You will have to assemble your CSV line yourself, however, and put the result into the attribute "text_line_data" before the PythonCaller.

You can change the 'a' to 'w' on line 5 if you want to reset the file every time the workspace restarts, otherwise it will append to an existing file.

You will also need to create a published parameter OUTPUT_FILE that will contain the full path and name of your output file.

If you want the FME translation log to contain the number of lines written (statistics), you can connect a NULL writer to the output port of the PythonCaler.

View original
Did this help you find an answer to your question?

10 replies

itay
Supporter
Forum|alt.badge.img+17
  • Supporter
  • September 8, 2016

Hi,

Is it a requirement to write to the same csv? if not you could use a time stamp and write to a new csv each time.


Forum|alt.badge.img
  • Author
  • September 8, 2016
itay wrote:

Hi,

Is it a requirement to write to the same csv? if not you could use a time stamp and write to a new csv each time.

Thanks for your response, though not sure I quite understand thoroughly:

 

I tried using the Tweet creation date as the CSV filename, thus essentially creating a new file per tweet. this has the effect of:

 

1) creating a new file per tweet - thus potentially creating thousands if not millions of datafiles after a substantial data harvest. (Not really ideal)

 

2) Flushing still appears to be a problem.
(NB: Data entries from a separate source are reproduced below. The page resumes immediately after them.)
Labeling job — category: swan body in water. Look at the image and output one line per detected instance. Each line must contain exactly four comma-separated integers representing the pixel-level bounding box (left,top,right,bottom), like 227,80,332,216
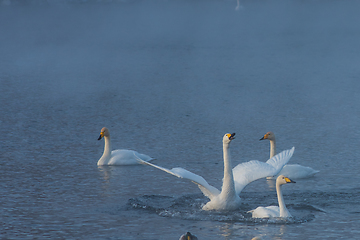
179,232,198,240
260,132,319,179
249,175,295,218
135,133,294,211
97,127,153,165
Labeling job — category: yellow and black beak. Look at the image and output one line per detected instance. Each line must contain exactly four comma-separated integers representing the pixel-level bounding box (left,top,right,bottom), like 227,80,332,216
228,133,235,140
259,134,269,141
98,132,104,140
285,177,296,183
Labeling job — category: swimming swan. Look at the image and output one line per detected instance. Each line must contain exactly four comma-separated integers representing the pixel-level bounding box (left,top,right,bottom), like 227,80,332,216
179,232,198,240
135,133,294,210
260,132,319,179
97,127,152,165
249,175,295,218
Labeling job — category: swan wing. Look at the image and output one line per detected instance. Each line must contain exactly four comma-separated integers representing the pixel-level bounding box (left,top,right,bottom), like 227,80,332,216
107,149,152,165
233,160,275,195
278,164,319,179
266,147,295,174
249,206,280,218
233,147,295,195
171,168,220,199
138,159,220,199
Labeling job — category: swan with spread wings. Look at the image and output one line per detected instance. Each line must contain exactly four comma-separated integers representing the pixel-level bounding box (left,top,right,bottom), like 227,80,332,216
138,133,295,211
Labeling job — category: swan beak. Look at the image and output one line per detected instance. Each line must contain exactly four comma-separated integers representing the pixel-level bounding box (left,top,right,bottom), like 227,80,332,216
285,177,296,183
98,132,104,140
229,133,235,140
259,134,268,141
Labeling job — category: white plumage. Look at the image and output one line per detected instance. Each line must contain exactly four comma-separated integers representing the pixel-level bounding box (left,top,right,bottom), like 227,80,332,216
135,133,294,210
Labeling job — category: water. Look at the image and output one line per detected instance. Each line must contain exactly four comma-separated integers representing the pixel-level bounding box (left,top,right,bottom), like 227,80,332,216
0,0,360,240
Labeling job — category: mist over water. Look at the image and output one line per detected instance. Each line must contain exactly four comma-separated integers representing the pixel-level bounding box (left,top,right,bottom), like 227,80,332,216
0,0,360,239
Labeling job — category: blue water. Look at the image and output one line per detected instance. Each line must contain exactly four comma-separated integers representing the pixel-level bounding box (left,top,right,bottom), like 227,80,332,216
0,0,360,240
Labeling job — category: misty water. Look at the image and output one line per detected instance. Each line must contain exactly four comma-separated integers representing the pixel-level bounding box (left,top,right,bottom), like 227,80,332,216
0,0,360,240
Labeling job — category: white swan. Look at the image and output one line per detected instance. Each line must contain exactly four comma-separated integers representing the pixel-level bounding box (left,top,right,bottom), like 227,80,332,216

After running for a few minutes and stopping the workspace, I'm left with a series of empty files.

 

 


david_r
Celebrity
  • Best Answer
  • September 8, 2016

I'm not sure that's possible as FME does not seem to flush the file buffer for each line it writes (which is a good thing, performance-wise).

You can accomplish what you need with Python, however, e.g. by using the following code in a PythonCaller:

import fmeobjects

class FeatureProcessor(object):
    def __init__(self):
        self.filehandle = open(FME_MacroValues['OUTPUT_FILE'], 'a')
        
    def input(self,feature):
        text_line_data = feature.getAttribute('text_line_data')
        if text_line_data:
            self.filehandle.write(text_line_data + '\n')
            self.filehandle.flush()
        self.pyoutput(feature)
        
    def close(self):
        self.filehandle.close()

You will have to assemble your CSV line yourself, however, and put the result into the attribute "text_line_data" before the PythonCaller.
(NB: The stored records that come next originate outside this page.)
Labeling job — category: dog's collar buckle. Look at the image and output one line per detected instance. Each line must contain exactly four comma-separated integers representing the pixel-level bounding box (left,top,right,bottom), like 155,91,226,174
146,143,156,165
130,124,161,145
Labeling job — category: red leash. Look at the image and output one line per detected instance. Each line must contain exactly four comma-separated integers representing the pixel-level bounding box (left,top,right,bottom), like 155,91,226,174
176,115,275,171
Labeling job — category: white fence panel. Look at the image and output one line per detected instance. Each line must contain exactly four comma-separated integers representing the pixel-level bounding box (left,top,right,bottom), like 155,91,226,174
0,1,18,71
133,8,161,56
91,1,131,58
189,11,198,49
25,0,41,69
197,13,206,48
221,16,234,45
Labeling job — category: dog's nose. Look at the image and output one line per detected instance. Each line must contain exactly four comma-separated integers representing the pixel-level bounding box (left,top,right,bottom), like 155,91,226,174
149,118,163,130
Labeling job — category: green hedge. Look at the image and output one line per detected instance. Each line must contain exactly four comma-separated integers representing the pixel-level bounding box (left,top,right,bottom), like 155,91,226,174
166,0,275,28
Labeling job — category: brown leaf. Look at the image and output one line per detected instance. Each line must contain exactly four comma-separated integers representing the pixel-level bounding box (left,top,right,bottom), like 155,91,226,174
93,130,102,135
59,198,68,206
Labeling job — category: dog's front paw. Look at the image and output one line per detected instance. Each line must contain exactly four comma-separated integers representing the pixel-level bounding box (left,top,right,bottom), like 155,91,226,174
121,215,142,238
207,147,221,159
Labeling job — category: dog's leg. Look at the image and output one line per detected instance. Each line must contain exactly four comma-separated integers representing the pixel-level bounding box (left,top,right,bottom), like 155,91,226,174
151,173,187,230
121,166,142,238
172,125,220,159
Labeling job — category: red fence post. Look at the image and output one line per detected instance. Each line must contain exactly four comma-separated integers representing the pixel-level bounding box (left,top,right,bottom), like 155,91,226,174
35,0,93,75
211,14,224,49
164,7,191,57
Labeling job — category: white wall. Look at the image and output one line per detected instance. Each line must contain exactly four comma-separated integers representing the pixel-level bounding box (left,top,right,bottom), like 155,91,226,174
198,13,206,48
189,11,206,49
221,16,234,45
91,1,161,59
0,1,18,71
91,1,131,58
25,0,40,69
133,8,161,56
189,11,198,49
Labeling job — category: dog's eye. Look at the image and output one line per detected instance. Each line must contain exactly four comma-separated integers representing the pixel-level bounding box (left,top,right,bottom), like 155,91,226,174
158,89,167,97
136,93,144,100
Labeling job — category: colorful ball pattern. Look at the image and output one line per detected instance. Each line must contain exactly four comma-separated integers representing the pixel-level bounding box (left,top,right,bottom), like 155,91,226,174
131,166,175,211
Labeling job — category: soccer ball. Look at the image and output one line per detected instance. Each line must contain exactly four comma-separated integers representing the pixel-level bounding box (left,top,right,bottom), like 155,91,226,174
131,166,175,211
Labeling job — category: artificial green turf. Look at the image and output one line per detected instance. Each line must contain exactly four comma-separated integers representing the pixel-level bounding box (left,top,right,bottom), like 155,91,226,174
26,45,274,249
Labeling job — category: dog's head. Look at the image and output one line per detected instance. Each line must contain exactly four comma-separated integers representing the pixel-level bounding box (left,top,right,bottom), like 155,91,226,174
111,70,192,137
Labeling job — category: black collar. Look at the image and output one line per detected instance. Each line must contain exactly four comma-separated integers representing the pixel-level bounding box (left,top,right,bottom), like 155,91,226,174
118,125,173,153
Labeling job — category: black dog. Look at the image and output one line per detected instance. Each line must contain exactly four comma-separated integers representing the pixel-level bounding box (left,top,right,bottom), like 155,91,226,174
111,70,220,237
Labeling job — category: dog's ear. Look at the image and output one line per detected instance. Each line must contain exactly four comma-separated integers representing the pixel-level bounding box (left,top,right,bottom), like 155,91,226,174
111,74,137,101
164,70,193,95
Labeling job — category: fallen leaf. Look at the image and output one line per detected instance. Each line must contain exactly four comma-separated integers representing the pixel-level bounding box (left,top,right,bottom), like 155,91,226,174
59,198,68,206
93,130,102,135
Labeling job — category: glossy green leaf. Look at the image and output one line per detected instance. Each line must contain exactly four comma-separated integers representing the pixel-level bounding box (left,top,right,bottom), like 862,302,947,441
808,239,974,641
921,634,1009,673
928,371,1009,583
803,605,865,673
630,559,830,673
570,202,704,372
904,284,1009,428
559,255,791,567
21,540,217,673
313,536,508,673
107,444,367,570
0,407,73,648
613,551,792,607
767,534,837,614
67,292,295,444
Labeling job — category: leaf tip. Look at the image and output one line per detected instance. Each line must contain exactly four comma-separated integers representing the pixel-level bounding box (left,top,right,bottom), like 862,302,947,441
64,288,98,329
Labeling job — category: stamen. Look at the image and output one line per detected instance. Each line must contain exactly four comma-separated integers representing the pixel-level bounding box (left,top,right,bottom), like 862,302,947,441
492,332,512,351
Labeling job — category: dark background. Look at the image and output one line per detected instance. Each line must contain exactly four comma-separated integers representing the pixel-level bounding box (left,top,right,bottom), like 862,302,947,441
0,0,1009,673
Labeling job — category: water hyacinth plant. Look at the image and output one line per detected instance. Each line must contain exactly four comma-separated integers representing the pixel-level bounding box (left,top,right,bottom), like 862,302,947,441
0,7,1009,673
You can change the 'a' to 'w' on line 5 if you want to reset the file every time the workspace restarts, otherwise it will append to an existing file.
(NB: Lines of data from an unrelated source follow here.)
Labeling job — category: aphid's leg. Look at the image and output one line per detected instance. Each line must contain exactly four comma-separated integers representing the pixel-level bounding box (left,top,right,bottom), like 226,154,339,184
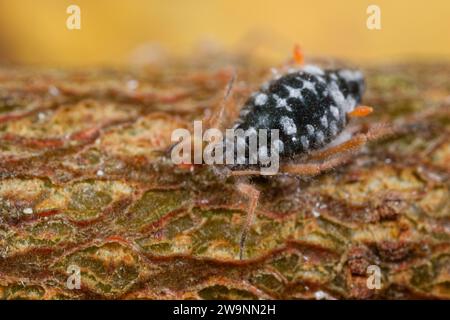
280,153,352,177
347,106,373,117
237,183,259,260
309,134,367,159
309,124,395,159
231,153,352,177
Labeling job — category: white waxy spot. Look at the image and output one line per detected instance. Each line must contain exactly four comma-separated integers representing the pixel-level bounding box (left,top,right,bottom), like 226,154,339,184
330,106,339,119
258,146,268,159
245,127,257,137
339,70,363,81
255,93,268,106
320,115,328,128
316,130,325,143
329,82,356,112
22,208,33,214
273,140,284,153
303,81,317,95
300,136,309,149
330,121,337,136
273,94,292,111
280,116,297,135
284,86,303,100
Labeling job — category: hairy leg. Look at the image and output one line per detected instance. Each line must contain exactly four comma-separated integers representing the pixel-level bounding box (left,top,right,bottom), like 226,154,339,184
237,183,259,260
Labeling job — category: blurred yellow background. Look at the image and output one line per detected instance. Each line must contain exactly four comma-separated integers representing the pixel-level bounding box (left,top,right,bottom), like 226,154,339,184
0,0,450,66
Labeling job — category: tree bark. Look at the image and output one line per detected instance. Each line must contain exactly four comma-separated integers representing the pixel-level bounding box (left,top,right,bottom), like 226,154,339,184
0,58,450,299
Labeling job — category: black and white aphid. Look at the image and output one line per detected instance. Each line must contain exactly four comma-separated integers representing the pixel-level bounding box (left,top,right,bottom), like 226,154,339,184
227,65,365,165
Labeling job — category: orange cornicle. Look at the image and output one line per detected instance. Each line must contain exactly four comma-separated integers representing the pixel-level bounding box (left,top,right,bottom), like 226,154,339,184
293,44,305,65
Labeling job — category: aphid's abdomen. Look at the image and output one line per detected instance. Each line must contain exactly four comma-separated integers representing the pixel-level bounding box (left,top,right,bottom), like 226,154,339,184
235,66,364,157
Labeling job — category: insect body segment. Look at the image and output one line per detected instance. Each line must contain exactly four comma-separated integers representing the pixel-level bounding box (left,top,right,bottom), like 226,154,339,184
230,66,364,158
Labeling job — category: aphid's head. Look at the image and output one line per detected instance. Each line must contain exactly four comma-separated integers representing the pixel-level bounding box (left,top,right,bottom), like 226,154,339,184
337,69,365,102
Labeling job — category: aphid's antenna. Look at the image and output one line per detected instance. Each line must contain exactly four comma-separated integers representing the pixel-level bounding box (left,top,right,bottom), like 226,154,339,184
208,68,236,129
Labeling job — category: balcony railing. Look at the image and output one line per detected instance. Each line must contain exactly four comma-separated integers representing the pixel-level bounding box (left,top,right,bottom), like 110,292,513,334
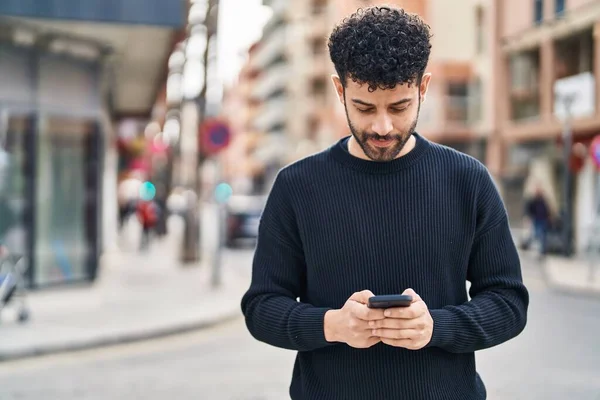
0,0,186,28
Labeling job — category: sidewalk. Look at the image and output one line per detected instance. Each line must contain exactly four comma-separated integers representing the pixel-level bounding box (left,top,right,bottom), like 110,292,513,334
521,252,600,297
0,225,250,361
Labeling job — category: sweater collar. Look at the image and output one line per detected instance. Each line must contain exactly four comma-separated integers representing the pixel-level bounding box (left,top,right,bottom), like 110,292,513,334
330,132,431,174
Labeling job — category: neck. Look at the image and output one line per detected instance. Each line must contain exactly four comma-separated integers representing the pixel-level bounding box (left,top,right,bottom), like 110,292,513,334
348,135,417,160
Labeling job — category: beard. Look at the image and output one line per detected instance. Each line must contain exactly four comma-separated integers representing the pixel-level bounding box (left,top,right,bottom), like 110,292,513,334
344,101,421,161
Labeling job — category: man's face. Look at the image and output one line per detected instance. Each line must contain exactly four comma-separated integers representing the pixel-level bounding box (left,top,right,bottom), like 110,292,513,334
333,74,431,161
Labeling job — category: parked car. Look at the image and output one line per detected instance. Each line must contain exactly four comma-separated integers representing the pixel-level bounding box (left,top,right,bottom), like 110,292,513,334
225,195,267,248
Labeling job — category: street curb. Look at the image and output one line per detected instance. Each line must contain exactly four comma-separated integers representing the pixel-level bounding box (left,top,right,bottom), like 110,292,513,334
0,307,242,363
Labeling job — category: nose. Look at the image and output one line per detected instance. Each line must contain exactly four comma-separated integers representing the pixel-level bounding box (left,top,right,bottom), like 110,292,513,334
371,114,394,136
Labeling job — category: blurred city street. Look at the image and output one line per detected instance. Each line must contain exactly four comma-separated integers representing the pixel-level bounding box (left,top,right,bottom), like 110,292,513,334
0,252,600,400
0,0,600,400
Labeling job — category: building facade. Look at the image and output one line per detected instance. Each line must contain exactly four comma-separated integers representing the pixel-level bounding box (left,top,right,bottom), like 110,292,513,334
0,0,184,287
493,0,600,250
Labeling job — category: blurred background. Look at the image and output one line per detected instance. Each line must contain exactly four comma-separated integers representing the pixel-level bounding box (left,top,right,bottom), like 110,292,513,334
0,0,600,400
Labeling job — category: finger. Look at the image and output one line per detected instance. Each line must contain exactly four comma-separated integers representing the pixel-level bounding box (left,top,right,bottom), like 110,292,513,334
384,300,427,319
402,288,421,303
349,318,373,332
372,329,422,340
352,303,385,321
381,338,416,350
369,318,425,329
349,290,375,304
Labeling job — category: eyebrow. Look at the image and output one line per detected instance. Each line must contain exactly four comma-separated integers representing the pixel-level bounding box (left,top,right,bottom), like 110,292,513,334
352,98,411,107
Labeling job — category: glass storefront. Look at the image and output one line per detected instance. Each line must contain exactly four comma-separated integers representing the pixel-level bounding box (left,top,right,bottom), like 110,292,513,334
0,43,103,287
35,117,94,285
0,114,33,256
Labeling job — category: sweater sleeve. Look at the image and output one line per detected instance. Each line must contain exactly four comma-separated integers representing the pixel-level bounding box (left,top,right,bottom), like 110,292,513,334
428,168,529,353
241,170,334,351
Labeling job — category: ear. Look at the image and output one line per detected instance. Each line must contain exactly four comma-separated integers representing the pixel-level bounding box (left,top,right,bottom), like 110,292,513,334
331,75,345,104
419,72,431,103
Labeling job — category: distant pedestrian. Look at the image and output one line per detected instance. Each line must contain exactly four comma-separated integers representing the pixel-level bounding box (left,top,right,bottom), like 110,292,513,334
525,186,551,257
241,7,529,400
137,200,160,250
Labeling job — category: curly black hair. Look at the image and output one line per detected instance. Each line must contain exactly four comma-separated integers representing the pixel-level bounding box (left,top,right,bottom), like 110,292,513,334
328,6,431,91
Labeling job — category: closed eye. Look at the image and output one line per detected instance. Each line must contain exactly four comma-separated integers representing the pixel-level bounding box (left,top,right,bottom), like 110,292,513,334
357,108,374,114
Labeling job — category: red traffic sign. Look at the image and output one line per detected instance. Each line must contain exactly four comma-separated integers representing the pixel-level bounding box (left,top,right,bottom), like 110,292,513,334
590,135,600,169
200,119,231,155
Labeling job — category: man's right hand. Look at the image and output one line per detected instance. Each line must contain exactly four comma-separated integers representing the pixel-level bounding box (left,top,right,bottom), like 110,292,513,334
324,290,385,349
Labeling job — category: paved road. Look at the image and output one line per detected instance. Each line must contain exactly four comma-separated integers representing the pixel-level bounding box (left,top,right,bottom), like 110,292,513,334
0,255,600,400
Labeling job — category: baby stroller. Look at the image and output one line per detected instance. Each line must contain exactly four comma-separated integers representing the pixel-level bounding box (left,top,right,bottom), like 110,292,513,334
0,245,29,323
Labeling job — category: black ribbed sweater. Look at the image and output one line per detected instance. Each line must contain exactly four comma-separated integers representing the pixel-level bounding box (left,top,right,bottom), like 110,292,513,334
242,134,529,400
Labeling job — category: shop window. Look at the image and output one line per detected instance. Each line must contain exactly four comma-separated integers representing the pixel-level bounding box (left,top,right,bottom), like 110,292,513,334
475,6,485,54
533,0,544,24
554,0,566,17
555,29,594,79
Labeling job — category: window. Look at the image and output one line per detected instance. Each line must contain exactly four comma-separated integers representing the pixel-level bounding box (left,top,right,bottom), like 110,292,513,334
446,82,469,122
533,0,544,24
554,0,566,17
475,6,485,54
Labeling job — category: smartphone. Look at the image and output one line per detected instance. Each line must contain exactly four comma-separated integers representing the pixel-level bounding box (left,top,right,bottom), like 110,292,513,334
367,294,412,308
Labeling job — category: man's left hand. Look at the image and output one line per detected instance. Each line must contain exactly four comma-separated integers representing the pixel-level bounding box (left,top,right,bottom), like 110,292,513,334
370,289,433,350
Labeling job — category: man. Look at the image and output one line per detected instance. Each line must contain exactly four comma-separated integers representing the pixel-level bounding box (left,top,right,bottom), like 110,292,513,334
242,7,529,400
525,186,551,257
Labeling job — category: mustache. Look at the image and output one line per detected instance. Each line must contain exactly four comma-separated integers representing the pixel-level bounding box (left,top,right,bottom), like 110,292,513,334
364,133,402,140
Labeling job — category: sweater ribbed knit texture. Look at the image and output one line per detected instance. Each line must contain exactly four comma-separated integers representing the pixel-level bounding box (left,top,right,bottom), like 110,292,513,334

You will also need to create a published parameter OUTPUT_FILE that will contain the full path and name of your output file.

If you want the FME translation log to contain the number of lines written (statistics), you can connect a NULL writer to the output port of the PythonCaler.


Forum|alt.badge.img
  • Author
  • September 8, 2016
david_r wrote:

I'm not sure that's possible as FME does not seem to flush the file buffer for each line it writes (which is a good thing, performance-wise).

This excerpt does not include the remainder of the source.